There is further good news for the British Academy itself. In a paper last year, Colin Mayer, a professor and corporate governance expert at Oxford University’s Saïd Business School, proposed a new definition of the purpose of business: “find profitable solutions to the problems of people and planet and not to profit from creating problems for either”. The new research found that 44% of those surveyed back the definition.
According to Mayer, the debate around purposeful companies continues to be a live issue for business despite the economic crisis brought on by the Covid-19 pandemic and lockdown.
“Questions over corporate purpose relate directly to businesses’ own concerns,” says Mayer. “Namely, how they can solve problems of people and planet, and whether the wider business environment supports or impedes them in doing so.
“Many businesses are looking to change within the wider legal and regulatory environment to help them better achieve their purpose.
“By promoting a greater diversity of corporate purposes, such reforms could bridge the divide in opinion between those businesses who solely focus on financial goals and those who favour purpose, while creating benefits for wider society.”
Incentives for purposeful companies
Taxes were not the only incentive favoured for encouraging the formation of purposeful companies: 40% of those surveyed back changes to company law and regulations; and 38% backed corporate leaders introducing measures such as new board structures, cultural change and purpose statements (a proposal that cropped up as a policy initiative during last year’s general election).
The corporate purpose debate is ostensibly a discussion about how companies can respond to issues raised by the 2008 financial crisis and the urgent need to address the climate crisis.
The British Academy has been running a project, the Future of the Corporation programme, exploring ways to promote the adoption of purpose as a driving principle in companies.
The cause of purpose in companies is widely believed to have been accelerated by the pandemic. In an interview with Board Agenda earlier this year, Mayer said that business would be profoundly transformed by the coronavirus crisis.
“Business is going to fundamentally change as a result of this. The response to the financial crisis was to bring about a very substantial change in terms of the nature of our financial system,” he said.
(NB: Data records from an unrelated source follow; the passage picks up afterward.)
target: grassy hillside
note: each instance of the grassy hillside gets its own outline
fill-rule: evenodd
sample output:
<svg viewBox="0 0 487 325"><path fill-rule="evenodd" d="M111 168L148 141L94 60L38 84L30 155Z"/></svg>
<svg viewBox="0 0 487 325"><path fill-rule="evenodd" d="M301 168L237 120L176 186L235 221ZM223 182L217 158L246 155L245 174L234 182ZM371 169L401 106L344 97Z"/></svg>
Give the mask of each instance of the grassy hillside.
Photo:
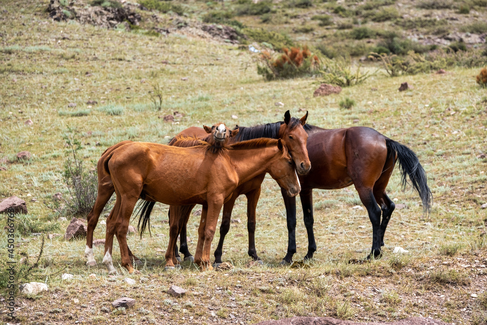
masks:
<svg viewBox="0 0 487 325"><path fill-rule="evenodd" d="M160 14L156 25L149 20L152 13L136 8L142 18L140 29L131 30L123 23L107 29L72 19L54 21L46 11L47 1L0 5L0 166L6 169L0 171L0 199L16 195L27 202L29 214L16 217L18 259L23 252L28 265L34 264L42 240L32 234L42 233L45 238L38 267L19 281L45 281L50 287L42 296L18 296L16 321L253 324L294 315L326 315L356 321L420 316L457 324L485 323L487 210L481 205L487 202L487 160L482 155L487 151L487 93L475 83L480 69L455 67L445 74L397 77L381 70L339 95L315 97L313 93L320 76L266 81L257 75L256 55L246 47L209 38L196 27L171 29L166 36L148 33L158 26L174 26L182 19L197 21L224 5L225 10L233 10L248 3L170 3L180 4L189 17ZM385 7L395 8L403 15L408 8L414 13L430 10L418 8L419 3L399 6L403 2L397 1ZM338 5L346 11L365 4L313 2L309 10L285 5L283 1L271 6L281 10L272 16L272 23L260 22L262 18L256 16L236 19L248 26L277 31L285 24L289 31L291 26L302 27L300 18L275 22L279 13L283 17L301 11L311 15L312 9L325 15ZM438 10L455 17L465 15L457 13L457 6L455 2L450 8ZM478 12L480 17L484 12L479 4L471 8L469 15ZM353 19L330 16L334 26ZM452 21L447 27L460 25ZM305 26L318 23L306 21ZM395 29L385 26L390 23L383 23L384 28ZM319 34L322 28L332 32L326 26L315 30ZM300 41L299 33L289 33L292 39ZM413 89L398 92L404 82ZM158 87L163 99L160 110L150 98ZM347 98L355 104L340 108L340 102ZM276 105L279 102L284 106ZM224 248L224 260L235 266L227 271L200 273L187 263L181 271L163 272L167 207L161 204L153 212L152 236L128 239L132 251L145 262L138 268L140 274L126 274L116 265L120 255L116 241L114 260L119 273L111 277L101 264L102 247L94 249L98 266L89 268L83 239L47 238L48 234L63 233L71 217L58 221L60 215L49 208L55 193L69 195L61 175L67 159L65 134L81 141L84 166L94 170L105 149L120 141L166 143L189 126L275 122L288 109L299 117L309 111L309 123L323 128L372 127L411 148L428 174L433 195L431 214L423 215L411 188L401 191L399 172L395 171L389 195L408 208L393 213L381 259L349 264L351 259L363 258L370 250L372 229L367 212L354 209L361 204L353 187L315 190L315 259L309 265L279 267L287 243L285 210L278 187L267 177L257 208L256 230L263 267L252 266L246 255L244 199L237 201L233 213L241 222L232 224ZM174 121L164 120L168 115L175 116ZM31 153L30 159L18 160L16 154L23 151ZM307 240L300 207L298 214L295 259L300 261ZM192 252L198 221L193 216L188 224ZM95 238L104 238L105 231L105 226L99 224ZM214 242L218 237L217 234ZM7 244L6 236L0 237L2 269ZM409 253L393 253L397 246ZM65 272L74 279L61 280ZM89 276L92 274L96 277ZM6 278L4 272L0 274L2 281ZM122 281L128 276L136 284ZM166 291L173 284L186 288L187 295L169 296ZM113 309L111 302L124 296L135 299L135 306ZM0 304L6 309L4 301ZM0 320L10 322L5 314Z"/></svg>

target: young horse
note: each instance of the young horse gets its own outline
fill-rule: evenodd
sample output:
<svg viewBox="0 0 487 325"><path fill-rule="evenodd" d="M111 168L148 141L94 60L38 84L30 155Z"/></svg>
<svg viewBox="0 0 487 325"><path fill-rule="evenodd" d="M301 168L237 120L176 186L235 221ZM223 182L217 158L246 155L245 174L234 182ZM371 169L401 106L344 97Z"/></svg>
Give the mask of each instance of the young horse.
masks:
<svg viewBox="0 0 487 325"><path fill-rule="evenodd" d="M427 184L426 173L414 152L381 134L364 127L326 130L306 124L309 136L308 153L313 168L300 177L300 194L308 234L308 252L304 260L313 257L316 251L313 232L313 189L342 189L353 184L367 209L372 224L372 248L367 256L381 254L384 234L395 205L386 194L386 187L396 161L402 174L403 189L409 176L419 194L425 212L431 208L432 195ZM290 263L296 252L295 229L296 202L283 192L288 231L287 254L281 263ZM382 222L381 222L382 214Z"/></svg>
<svg viewBox="0 0 487 325"><path fill-rule="evenodd" d="M284 114L283 122L278 122L250 127L239 127L240 133L236 136L234 136L230 139L229 143L261 137L286 139L286 146L295 164L297 166L301 166L301 168L297 168L297 170L299 171L299 173L300 174L305 173L309 170L311 167L306 148L308 134L303 128L307 117L307 112L300 119L291 117L289 111L287 111ZM200 128L191 127L182 131L178 136L199 136L203 134L204 132L203 130ZM175 141L176 138L175 138L173 141ZM169 144L172 144L172 141L169 143ZM255 248L255 234L256 209L257 202L260 196L261 184L263 181L265 176L265 173L263 173L248 182L239 185L234 191L231 198L224 205L223 217L222 220L222 225L220 228L220 240L216 250L215 251L215 266L218 266L222 263L223 242L225 236L230 229L232 211L235 205L235 201L241 195L245 195L247 197L248 255L252 257L254 261L262 263L262 260L257 255L257 249ZM148 215L150 214L150 210L154 204L153 202L146 202L144 203L143 207L141 209L141 218L145 213L147 214ZM181 215L181 218L187 219L194 207L194 205L187 207L171 206L169 208L169 214L170 215L170 213L173 212L172 210L174 210L174 213ZM170 217L169 217L169 219L170 219ZM181 230L180 251L184 254L185 261L192 260L193 258L188 250L186 240L186 225L185 224L182 225ZM179 262L181 262L181 258L177 253L177 247L176 246L175 248L176 258Z"/></svg>
<svg viewBox="0 0 487 325"><path fill-rule="evenodd" d="M296 196L300 190L294 163L281 139L244 141L216 153L208 150L207 144L191 140L202 145L179 148L149 143L127 144L113 151L103 162L105 172L112 177L118 207L118 211L114 212L114 209L113 217L109 218L107 225L103 263L110 273L116 272L112 260L114 234L120 248L122 265L131 273L134 270L126 234L140 197L172 205L203 205L194 260L204 270L212 268L209 249L220 210L239 184L268 172L289 195ZM170 220L169 245L166 254L168 268L178 263L173 258L180 223L176 216L171 214Z"/></svg>
<svg viewBox="0 0 487 325"><path fill-rule="evenodd" d="M204 133L204 135L202 137L202 140L208 142L212 146L212 150L223 147L226 144L230 137L234 136L238 133L238 129L230 130L224 124L221 123L214 124L211 128L204 125L203 129L201 130L203 130ZM115 192L112 178L110 175L105 172L103 161L114 150L125 144L131 143L132 142L126 140L112 146L105 151L98 161L96 166L98 172L98 193L94 205L93 206L87 217L88 231L86 235L85 257L88 260L86 264L89 266L96 265L96 262L93 256L93 232L96 227L100 214L103 211L103 208ZM128 249L128 251L130 259L133 262L139 265L142 264L140 260L132 253L130 249Z"/></svg>

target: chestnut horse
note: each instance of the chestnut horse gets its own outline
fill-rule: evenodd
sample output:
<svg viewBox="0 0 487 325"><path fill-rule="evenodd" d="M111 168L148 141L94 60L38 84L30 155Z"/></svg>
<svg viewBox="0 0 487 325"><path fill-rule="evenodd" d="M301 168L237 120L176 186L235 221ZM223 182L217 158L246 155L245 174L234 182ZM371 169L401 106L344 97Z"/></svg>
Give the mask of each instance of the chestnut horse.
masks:
<svg viewBox="0 0 487 325"><path fill-rule="evenodd" d="M224 124L221 123L214 124L211 128L204 125L203 128L201 130L203 130L204 133L204 135L202 137L202 140L210 144L212 146L212 150L217 150L223 147L226 144L230 137L238 133L238 129L230 130ZM110 175L105 172L103 161L114 150L125 144L131 143L132 142L129 140L124 141L110 147L105 151L98 161L96 165L98 172L98 193L94 205L93 206L87 217L88 231L86 235L85 257L88 260L86 264L89 266L96 265L96 262L93 256L93 232L98 223L100 214L115 192L112 178ZM131 260L138 265L141 264L142 262L138 258L132 254L130 249L128 249L128 250Z"/></svg>
<svg viewBox="0 0 487 325"><path fill-rule="evenodd" d="M311 170L300 175L300 197L308 234L308 252L304 260L316 251L313 232L313 189L342 189L353 184L367 209L372 224L372 248L367 256L377 257L384 246L384 234L395 205L386 193L386 187L396 162L399 163L403 190L409 176L419 195L425 212L430 212L432 195L426 173L416 154L406 146L376 131L365 127L327 130L306 124L308 153ZM296 252L296 202L284 195L288 231L287 253L282 264L292 261ZM381 215L382 221L381 221Z"/></svg>
<svg viewBox="0 0 487 325"><path fill-rule="evenodd" d="M274 123L268 123L262 125L258 125L250 127L239 127L239 133L236 136L230 139L229 143L235 143L237 141L254 139L256 137L265 137L270 138L282 138L286 139L286 144L297 166L297 171L299 174L307 172L311 168L309 159L308 157L306 150L306 142L308 135L304 130L303 126L306 124L308 117L308 113L300 119L291 117L289 111L287 111L284 114L284 121ZM177 136L181 135L189 135L192 136L201 136L204 134L204 131L200 128L191 127L181 131ZM177 138L175 138L173 141ZM172 144L173 141L169 142ZM300 166L300 168L297 168ZM230 229L230 223L231 219L232 211L235 205L237 198L241 195L245 195L247 197L247 229L248 231L248 253L254 261L262 263L260 257L257 255L255 248L255 225L256 225L256 209L257 202L261 194L261 184L263 181L265 173L258 175L251 180L239 185L234 191L232 197L223 206L223 216L222 220L222 225L220 228L220 237L218 245L215 251L215 264L218 266L222 263L222 255L223 249L223 242L225 236ZM144 202L141 209L141 218L145 214L148 216L150 214L154 202ZM176 212L177 214L182 215L181 217L183 219L187 219L191 210L195 205L187 207L172 207L169 208L169 214L171 215L172 209L177 209ZM148 216L145 217L146 220L149 220ZM170 217L169 216L169 219ZM140 222L139 219L139 223ZM182 226L180 235L181 246L180 251L185 255L184 260L192 260L193 257L187 248L186 240L186 225L184 224ZM181 262L181 258L177 253L177 247L175 248L176 258Z"/></svg>
<svg viewBox="0 0 487 325"><path fill-rule="evenodd" d="M116 271L112 259L114 234L120 248L121 265L130 273L134 270L126 234L139 197L171 205L203 205L194 261L205 270L212 268L209 251L222 207L240 184L268 172L289 195L296 196L300 190L294 164L280 139L244 141L216 153L201 140L190 141L201 145L179 148L129 143L113 151L104 161L116 194L115 208L107 222L103 258L109 273ZM173 214L166 254L166 267L169 268L178 263L173 254L180 223Z"/></svg>

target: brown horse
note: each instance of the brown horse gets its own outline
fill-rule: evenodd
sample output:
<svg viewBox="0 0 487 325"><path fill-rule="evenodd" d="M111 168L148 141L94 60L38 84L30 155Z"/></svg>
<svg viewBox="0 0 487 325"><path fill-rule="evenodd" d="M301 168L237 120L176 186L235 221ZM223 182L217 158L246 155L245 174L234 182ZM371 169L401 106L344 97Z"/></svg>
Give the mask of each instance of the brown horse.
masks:
<svg viewBox="0 0 487 325"><path fill-rule="evenodd" d="M204 125L203 128L200 130L203 130L204 133L204 135L202 137L202 140L209 143L211 146L212 150L217 150L222 148L226 144L230 137L237 135L238 133L238 129L231 130L222 123L214 124L211 128ZM96 265L96 262L93 256L93 232L98 223L100 214L112 197L112 195L115 192L112 178L110 175L105 172L103 167L103 161L114 150L125 144L131 143L132 142L127 140L112 146L105 151L98 161L96 165L98 172L98 193L94 205L93 206L87 217L88 231L86 235L85 257L88 260L86 264L89 266ZM136 264L141 264L142 262L138 258L132 253L130 249L128 249L128 250L131 260Z"/></svg>
<svg viewBox="0 0 487 325"><path fill-rule="evenodd" d="M171 205L203 205L194 260L205 270L212 268L209 250L220 211L239 184L268 172L289 195L296 196L300 190L294 164L281 139L244 141L217 153L211 152L209 145L201 140L191 141L201 145L179 148L129 143L113 151L103 162L115 188L118 210L118 215L115 215L114 209L107 225L103 263L109 273L116 272L112 260L114 234L120 248L122 265L131 273L134 270L126 234L139 197ZM169 248L166 254L168 268L178 263L173 258L179 232L176 216L171 215L170 220Z"/></svg>
<svg viewBox="0 0 487 325"><path fill-rule="evenodd" d="M249 140L256 138L265 137L282 138L286 139L286 144L289 152L293 157L296 166L301 166L301 168L297 168L299 173L305 173L309 170L311 165L309 159L308 157L308 153L306 146L308 138L308 134L304 130L303 126L306 124L308 117L308 113L303 116L300 119L291 117L289 111L287 111L284 114L284 121L274 123L269 123L262 125L258 125L250 127L239 127L239 133L236 136L231 138L229 143L235 143L237 141ZM204 131L200 128L191 127L181 132L178 136L189 135L192 136L200 136L204 134ZM173 141L175 141L175 138ZM173 141L169 143L172 144ZM262 261L257 255L255 248L255 225L256 225L256 209L257 202L259 201L261 193L261 184L263 181L265 173L260 175L244 183L239 185L234 191L232 197L224 205L223 216L222 220L222 225L220 228L220 237L218 245L215 251L215 264L218 266L222 263L222 255L223 252L223 242L225 236L230 229L230 223L231 219L232 211L235 205L237 198L241 195L245 195L247 197L247 228L248 231L248 255L254 261L262 263ZM154 202L145 202L141 209L141 216L150 214L150 211L154 204ZM181 215L182 219L187 219L191 213L194 205L188 207L172 207L169 208L169 215L172 212L173 209L177 209L175 211L178 215ZM149 220L148 216L145 217L145 220ZM170 217L169 216L169 219ZM140 223L140 221L139 221ZM145 227L144 227L145 228ZM180 251L185 255L185 260L193 260L187 248L186 240L186 225L182 225L180 235L181 246ZM181 258L177 253L177 247L175 248L176 258L178 261L181 262Z"/></svg>
<svg viewBox="0 0 487 325"><path fill-rule="evenodd" d="M305 260L313 257L316 251L313 229L313 189L355 186L372 224L372 248L368 259L379 256L384 246L384 234L395 208L386 193L386 187L396 161L401 168L403 188L409 176L419 194L425 212L430 212L432 196L427 184L426 173L416 154L406 146L370 128L326 130L309 124L304 127L309 136L307 148L312 166L308 173L300 176L302 187L300 197L308 241ZM296 252L296 199L284 194L288 245L283 264L291 263Z"/></svg>

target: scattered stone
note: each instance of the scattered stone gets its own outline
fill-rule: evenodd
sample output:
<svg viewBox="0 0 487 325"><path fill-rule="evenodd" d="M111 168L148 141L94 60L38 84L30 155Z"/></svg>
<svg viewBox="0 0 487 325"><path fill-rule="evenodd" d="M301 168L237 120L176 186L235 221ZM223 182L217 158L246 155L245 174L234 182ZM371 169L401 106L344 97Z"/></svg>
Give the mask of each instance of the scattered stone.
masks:
<svg viewBox="0 0 487 325"><path fill-rule="evenodd" d="M233 265L227 262L224 262L219 265L216 269L217 271L226 271L227 270L231 270L232 268L233 268Z"/></svg>
<svg viewBox="0 0 487 325"><path fill-rule="evenodd" d="M432 318L409 317L395 322L384 323L367 322L356 323L350 321L342 321L331 317L307 317L295 316L292 318L284 318L277 321L264 321L255 325L448 325L448 323Z"/></svg>
<svg viewBox="0 0 487 325"><path fill-rule="evenodd" d="M173 297L181 297L186 293L186 290L177 286L171 286L168 290L168 293Z"/></svg>
<svg viewBox="0 0 487 325"><path fill-rule="evenodd" d="M44 291L49 291L49 287L45 283L30 282L19 286L20 292L26 295L37 295Z"/></svg>
<svg viewBox="0 0 487 325"><path fill-rule="evenodd" d="M15 213L27 213L27 206L25 201L17 196L11 196L4 199L0 202L0 213L6 213L9 209L14 209Z"/></svg>
<svg viewBox="0 0 487 325"><path fill-rule="evenodd" d="M394 250L393 251L393 252L394 253L409 253L409 251L406 250L402 247L399 247L399 246L397 246L397 247L394 249Z"/></svg>
<svg viewBox="0 0 487 325"><path fill-rule="evenodd" d="M403 82L401 84L401 87L399 87L399 91L400 92L403 92L408 89L412 89L412 87L408 84L407 82Z"/></svg>
<svg viewBox="0 0 487 325"><path fill-rule="evenodd" d="M18 160L27 160L31 158L31 154L28 151L21 151L17 153Z"/></svg>
<svg viewBox="0 0 487 325"><path fill-rule="evenodd" d="M339 86L333 86L326 83L322 83L319 87L313 93L314 97L318 96L328 96L332 94L340 94L341 87Z"/></svg>
<svg viewBox="0 0 487 325"><path fill-rule="evenodd" d="M63 280L71 280L74 277L74 275L73 274L70 274L69 273L63 273L62 276L61 276L61 278Z"/></svg>
<svg viewBox="0 0 487 325"><path fill-rule="evenodd" d="M122 297L122 298L119 298L113 302L112 303L112 306L114 308L118 308L119 307L129 308L129 307L131 307L135 304L135 300L132 299L131 298L129 298L128 297Z"/></svg>
<svg viewBox="0 0 487 325"><path fill-rule="evenodd" d="M93 241L94 246L105 246L105 239L95 239Z"/></svg>
<svg viewBox="0 0 487 325"><path fill-rule="evenodd" d="M130 278L125 278L122 281L123 281L124 282L127 283L127 284L130 285L135 284L135 280L133 280L133 279L131 279Z"/></svg>
<svg viewBox="0 0 487 325"><path fill-rule="evenodd" d="M86 237L87 231L88 228L84 223L76 218L73 218L66 229L64 238L66 240L70 240L73 238Z"/></svg>

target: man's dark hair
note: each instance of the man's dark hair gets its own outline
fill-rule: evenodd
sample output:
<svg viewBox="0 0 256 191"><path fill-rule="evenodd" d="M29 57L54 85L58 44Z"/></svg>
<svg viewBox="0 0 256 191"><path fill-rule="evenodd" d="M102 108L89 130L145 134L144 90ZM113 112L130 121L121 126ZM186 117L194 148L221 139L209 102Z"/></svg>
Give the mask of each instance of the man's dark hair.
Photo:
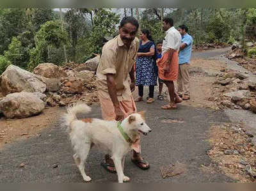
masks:
<svg viewBox="0 0 256 191"><path fill-rule="evenodd" d="M150 41L154 41L153 38L152 37L150 34L150 32L148 29L142 29L141 33L144 34L145 35L147 36L147 38L150 40Z"/></svg>
<svg viewBox="0 0 256 191"><path fill-rule="evenodd" d="M184 24L182 24L182 25L181 25L181 26L179 26L179 27L180 29L185 30L186 33L188 33L188 27L186 25L184 25Z"/></svg>
<svg viewBox="0 0 256 191"><path fill-rule="evenodd" d="M131 23L132 25L136 26L137 30L138 29L139 22L134 17L131 17L131 16L124 17L123 19L122 19L122 20L121 20L119 27L122 27L127 23Z"/></svg>
<svg viewBox="0 0 256 191"><path fill-rule="evenodd" d="M170 17L165 17L164 19L163 19L163 21L164 21L165 23L168 23L171 27L173 26L173 20L172 20L172 18Z"/></svg>
<svg viewBox="0 0 256 191"><path fill-rule="evenodd" d="M159 44L163 44L163 40L159 40L157 41L157 43L156 45L159 45Z"/></svg>

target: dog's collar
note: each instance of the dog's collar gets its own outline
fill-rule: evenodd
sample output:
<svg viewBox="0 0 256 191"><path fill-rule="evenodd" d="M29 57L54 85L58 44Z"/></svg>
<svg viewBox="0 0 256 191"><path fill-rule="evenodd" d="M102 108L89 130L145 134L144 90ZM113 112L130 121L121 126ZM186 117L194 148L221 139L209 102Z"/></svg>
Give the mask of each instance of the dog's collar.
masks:
<svg viewBox="0 0 256 191"><path fill-rule="evenodd" d="M124 131L123 128L121 126L120 121L118 121L118 123L117 123L117 128L118 128L119 132L121 133L121 134L123 136L123 137L124 138L124 139L125 139L125 141L127 142L133 143L133 141L132 141L132 139L131 139L131 138L129 137L128 135Z"/></svg>

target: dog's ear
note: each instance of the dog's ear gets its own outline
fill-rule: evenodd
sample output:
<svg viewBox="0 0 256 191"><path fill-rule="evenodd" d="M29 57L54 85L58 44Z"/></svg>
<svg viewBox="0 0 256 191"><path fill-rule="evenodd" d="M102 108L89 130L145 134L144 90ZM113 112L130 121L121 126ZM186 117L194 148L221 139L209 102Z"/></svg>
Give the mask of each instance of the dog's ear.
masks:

“What’s happening now is that the rest of the corporate sector is going through a similar existential crisis, which will need it to reconsider its fundamental reason for being: namely its purpose.”
However, there are those who harbour considerable doubts about the likely success of purpose, arguing that the trade-offs that it triggers between shareholders on the one hand, and wider stakeholders (such as employees, suppliers and communities) on the other, may be too difficult to resolve.
Recently doubt was cast on US corporate giants that pledged to change their models to incorporate purpose. Members of the Business Roundtable made the promise late last year.
However, academics Lucian Bebchuk and Roberto Tallarita looked at whether the pledge had turned into operational policies and report finding scant evidence.
“Notwithstanding statements to the contrary, corporate leaders are generally still focused on shareholder value. They can be expected to protect other stakeholders only to the extent that doing so would not hurt share value,” they write.
“That conclusion will be greatly disappointing to some and welcome to others. But all should be clear-eyed about what corporate leaders are focused on and what they intend to deliver.”